Manning will be the story of the NFL this summer. At the age of 36, there will be daily updates as he tries to come back from a surgically repaired neck that cost him the entire 2011 season. Manning has looked good in offseason workouts and he remains on pace to be ready for the season. Still, his every training camp pass will be dissected by media and fans. If Manning throws a dart, you’ll hear about it. If Manning throws an interception, you’ll be alerted. If Manning suffers a setback, sirens will blare. The summer of Manning is about to commence.
One thing that might happen: There could be some clarity at weakside linebacker as the Broncos try to adjust to playing without starter D.J. Williams. He is facing a six-game NFL suspension for using a banned substance.
The Broncos are currently considering Wesley Woodyard, Nate Irving and rookie Danny Trevathan for Williams’ spot. It will be an open competition and the final decision likely will not be made until late in the preseason. But we might see someone emerge in camp. Right now, it is Woodyard’s job to lose, I believe.

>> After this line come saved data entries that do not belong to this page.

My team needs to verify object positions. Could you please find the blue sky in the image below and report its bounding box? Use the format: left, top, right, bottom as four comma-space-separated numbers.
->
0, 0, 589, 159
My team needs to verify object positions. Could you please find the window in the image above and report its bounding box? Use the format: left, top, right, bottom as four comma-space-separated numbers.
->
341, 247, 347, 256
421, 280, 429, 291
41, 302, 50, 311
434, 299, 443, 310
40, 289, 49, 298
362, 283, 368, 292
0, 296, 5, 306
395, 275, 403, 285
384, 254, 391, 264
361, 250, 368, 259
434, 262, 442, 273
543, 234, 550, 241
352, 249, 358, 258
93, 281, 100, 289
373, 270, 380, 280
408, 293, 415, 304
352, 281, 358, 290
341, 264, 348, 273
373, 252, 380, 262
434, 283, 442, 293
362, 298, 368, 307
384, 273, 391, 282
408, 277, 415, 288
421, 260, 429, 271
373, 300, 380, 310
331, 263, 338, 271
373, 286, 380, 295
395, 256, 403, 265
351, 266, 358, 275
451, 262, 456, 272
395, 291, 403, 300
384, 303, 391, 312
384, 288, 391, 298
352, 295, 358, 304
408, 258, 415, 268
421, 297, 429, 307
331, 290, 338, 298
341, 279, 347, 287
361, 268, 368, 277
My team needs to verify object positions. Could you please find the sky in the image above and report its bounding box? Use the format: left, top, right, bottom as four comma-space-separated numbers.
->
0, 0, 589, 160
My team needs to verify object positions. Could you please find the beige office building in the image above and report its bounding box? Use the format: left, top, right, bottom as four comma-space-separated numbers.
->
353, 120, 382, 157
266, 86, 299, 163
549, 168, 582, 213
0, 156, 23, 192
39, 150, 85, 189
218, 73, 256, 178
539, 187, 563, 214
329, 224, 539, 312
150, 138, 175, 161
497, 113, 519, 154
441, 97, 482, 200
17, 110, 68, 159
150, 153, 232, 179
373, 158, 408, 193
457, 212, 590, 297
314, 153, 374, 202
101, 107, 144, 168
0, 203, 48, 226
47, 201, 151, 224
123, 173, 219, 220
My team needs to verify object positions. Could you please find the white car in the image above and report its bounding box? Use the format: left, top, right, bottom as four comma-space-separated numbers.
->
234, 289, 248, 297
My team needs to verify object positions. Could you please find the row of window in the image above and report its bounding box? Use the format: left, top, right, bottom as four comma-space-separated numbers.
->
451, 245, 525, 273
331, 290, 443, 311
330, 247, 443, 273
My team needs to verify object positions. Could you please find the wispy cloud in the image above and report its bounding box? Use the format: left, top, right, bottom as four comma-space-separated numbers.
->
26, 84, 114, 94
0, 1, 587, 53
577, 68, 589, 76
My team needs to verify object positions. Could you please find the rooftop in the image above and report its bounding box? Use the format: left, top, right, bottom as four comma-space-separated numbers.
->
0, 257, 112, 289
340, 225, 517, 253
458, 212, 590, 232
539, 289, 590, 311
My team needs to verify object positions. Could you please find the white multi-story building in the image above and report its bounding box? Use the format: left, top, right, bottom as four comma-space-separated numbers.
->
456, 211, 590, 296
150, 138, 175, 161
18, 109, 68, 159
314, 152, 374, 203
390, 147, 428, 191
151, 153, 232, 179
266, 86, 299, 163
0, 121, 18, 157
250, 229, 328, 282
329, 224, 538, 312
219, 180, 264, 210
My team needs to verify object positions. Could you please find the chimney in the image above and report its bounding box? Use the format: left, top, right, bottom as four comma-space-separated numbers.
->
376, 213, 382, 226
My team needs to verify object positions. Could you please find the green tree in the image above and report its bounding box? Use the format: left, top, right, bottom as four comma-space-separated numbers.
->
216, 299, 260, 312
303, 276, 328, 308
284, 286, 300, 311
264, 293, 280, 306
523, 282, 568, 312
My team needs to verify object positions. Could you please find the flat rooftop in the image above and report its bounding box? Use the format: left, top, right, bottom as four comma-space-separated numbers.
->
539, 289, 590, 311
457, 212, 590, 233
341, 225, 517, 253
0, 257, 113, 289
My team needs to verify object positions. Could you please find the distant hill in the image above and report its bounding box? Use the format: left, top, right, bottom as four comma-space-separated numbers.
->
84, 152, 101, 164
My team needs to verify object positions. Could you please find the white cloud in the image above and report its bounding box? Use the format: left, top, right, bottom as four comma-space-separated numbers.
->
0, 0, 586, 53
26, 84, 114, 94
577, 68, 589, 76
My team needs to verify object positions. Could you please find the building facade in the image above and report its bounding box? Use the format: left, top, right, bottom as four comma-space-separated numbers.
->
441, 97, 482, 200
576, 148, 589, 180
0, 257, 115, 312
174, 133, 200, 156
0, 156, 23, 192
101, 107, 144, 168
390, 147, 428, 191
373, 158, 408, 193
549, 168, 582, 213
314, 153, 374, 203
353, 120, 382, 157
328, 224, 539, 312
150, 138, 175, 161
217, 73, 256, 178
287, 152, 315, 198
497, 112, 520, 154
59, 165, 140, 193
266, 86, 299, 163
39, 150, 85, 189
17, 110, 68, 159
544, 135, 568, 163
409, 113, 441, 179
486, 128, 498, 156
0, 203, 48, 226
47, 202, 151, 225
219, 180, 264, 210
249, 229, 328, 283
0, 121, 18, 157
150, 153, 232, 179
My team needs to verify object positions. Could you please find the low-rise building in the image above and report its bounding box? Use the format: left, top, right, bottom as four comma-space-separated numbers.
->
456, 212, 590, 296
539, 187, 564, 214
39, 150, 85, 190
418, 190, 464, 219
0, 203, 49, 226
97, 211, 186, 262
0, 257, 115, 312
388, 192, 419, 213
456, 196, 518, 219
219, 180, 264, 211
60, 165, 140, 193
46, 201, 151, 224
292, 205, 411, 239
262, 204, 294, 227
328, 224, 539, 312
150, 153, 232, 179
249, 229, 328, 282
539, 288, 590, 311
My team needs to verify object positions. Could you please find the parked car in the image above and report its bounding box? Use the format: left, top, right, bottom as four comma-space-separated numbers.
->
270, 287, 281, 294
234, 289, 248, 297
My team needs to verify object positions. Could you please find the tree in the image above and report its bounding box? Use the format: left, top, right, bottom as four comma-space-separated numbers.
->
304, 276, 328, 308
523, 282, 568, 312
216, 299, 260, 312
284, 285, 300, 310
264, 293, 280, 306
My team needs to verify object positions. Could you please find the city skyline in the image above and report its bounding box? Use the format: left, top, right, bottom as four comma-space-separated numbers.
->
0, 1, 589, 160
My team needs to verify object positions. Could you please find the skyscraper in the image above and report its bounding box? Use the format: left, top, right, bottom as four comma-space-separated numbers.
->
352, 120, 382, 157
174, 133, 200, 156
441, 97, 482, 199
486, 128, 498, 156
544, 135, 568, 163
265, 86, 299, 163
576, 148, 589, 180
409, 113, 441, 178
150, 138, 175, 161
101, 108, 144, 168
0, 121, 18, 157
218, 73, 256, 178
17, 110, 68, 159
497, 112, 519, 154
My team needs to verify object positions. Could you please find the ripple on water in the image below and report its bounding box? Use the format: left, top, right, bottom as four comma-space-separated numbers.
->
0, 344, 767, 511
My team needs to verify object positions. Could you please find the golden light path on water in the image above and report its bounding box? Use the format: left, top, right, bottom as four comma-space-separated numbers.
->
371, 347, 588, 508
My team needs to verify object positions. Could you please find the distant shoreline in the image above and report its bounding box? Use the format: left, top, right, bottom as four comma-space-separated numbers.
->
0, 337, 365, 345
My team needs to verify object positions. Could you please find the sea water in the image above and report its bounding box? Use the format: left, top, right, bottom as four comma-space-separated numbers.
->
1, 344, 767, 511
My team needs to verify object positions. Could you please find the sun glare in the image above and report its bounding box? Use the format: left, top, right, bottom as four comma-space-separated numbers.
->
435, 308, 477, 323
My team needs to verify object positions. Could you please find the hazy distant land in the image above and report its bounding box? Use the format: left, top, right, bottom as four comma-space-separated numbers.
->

Yet, Irving and Trevathan will get a look. Trevathan, a sixth-round pick, had a steep hill to climb to win the temporary starting job, but he opened eyes in OTAs.
One thing we won't see: The option. The high school offensive days are over in Denver. I’m sure no one is more thrilled than Denver offensive coordinator Mike McCoy. McCoy did one of the most impressive jobs in the NFL last season when he scrapped a traditional NFL offense during the season and tailored an offense to best utilize former quarterback Tim Tebow. But working with Manning is a much better, er, option for any offensive coordinator.
Denver leader John Elway, a legendary quarterback himself, clearly hated that approach and replaced Tebow with Manning as soon as he could. Now, the rest of the offense can rest easy and go back to a traditional passing game with perhaps the best passer in NFL history. This will be a relief to the offensive line and receivers as the Manning era buries memories of 3 yards and a cloud of Tebow in Denver.